Revealed: scale of hospital staff shortages in top Tory areas

The maternity unit at the main hospital used by Theresa May’s local constituents is so severely understaffed that wards are running with only a quarter of the nurses they need, potentially putting mothers’ and babies’ lives at risk.

The Royal Berkshire hospital’s staffing data shows that on some days in March its delivery suite lacked two-thirds of the nurses it needed to provide safe care, while the midwife-led unit had as few as a third of the preferred number nurses on duty, despite evidence that staff shortages increase the risks of childbirth.

Even the high-risk antenatal ward, where the most vulnerable unborn children receive intensive monitoring, was 50% to 75% short of nurses during some shifts.

The Reading hospital, which is used by many of the prime minister’s Maidenhead constituents, is struggling with one of the NHS’s biggest recruitment problems. It is so short of midwives that its maternity unit sometimes has to close its doors, forcing women in labour to go elsewhere to give birth. In addition, some women are being denied a home birth because midwives who are usually based in the community are being told to work in the RBH’s maternity unit instead.

An internal briefing compiled by the Reading trust reveals that nurse vacancy rates are as high as 47% on one of its elderly care wards, 32% on wards treating children and patients with kidney disease and 31% on a surgical ward.

The Guardian uncovered the severe staff shortages during an investigation into the performance of the three hospital trusts used by constituents of May and the health secretary, Jeremy Hunt, who is standing for election again in South West Surrey. They are the Royal Berkshire, the Royal Surrey County hospital in Guildford, Surrey and Frimley Health.

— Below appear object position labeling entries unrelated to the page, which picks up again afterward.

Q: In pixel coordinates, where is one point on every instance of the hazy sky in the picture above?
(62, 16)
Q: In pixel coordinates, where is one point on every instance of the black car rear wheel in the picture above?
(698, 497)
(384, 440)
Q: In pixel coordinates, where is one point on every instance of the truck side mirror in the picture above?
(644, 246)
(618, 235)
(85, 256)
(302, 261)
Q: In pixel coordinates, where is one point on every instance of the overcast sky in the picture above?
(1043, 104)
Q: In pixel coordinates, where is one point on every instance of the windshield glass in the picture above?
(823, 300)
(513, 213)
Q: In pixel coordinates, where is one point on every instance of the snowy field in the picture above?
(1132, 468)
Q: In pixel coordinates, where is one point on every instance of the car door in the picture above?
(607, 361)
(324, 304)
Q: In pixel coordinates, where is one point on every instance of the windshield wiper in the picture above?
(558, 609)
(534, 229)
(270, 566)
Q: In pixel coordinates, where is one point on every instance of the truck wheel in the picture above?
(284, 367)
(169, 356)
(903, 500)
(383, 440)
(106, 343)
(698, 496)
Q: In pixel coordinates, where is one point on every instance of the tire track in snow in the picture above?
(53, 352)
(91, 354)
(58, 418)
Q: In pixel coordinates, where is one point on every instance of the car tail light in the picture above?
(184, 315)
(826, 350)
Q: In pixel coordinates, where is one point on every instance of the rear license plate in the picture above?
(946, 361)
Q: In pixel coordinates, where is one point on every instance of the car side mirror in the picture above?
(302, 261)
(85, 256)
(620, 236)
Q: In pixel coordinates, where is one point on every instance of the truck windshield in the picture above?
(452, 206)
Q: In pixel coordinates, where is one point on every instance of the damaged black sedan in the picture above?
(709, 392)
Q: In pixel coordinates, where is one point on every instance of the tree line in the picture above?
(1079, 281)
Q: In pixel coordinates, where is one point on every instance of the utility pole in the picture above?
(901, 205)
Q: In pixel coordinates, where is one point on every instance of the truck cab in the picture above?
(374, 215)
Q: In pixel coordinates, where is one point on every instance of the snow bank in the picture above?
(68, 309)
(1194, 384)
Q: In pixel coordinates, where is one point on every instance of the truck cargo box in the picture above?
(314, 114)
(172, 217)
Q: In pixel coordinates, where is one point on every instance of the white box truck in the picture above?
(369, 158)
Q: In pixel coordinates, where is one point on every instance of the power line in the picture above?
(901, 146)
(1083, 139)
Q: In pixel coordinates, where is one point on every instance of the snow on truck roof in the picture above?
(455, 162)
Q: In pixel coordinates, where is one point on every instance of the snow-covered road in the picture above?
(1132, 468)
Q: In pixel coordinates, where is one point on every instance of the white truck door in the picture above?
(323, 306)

Frimley Health runs Frimley Park hospital in Surrey and two Berkshire hospitals that also treat many of May’s constituents: Wexham Park in Slough and Heatherwood in Ascot.

The investigation was based on responses to freedom of information requests, official NHS performance data, research by the House of Commons library and analysis of the trusts’ board papers. It also found huge understaffing issues at both the other trusts.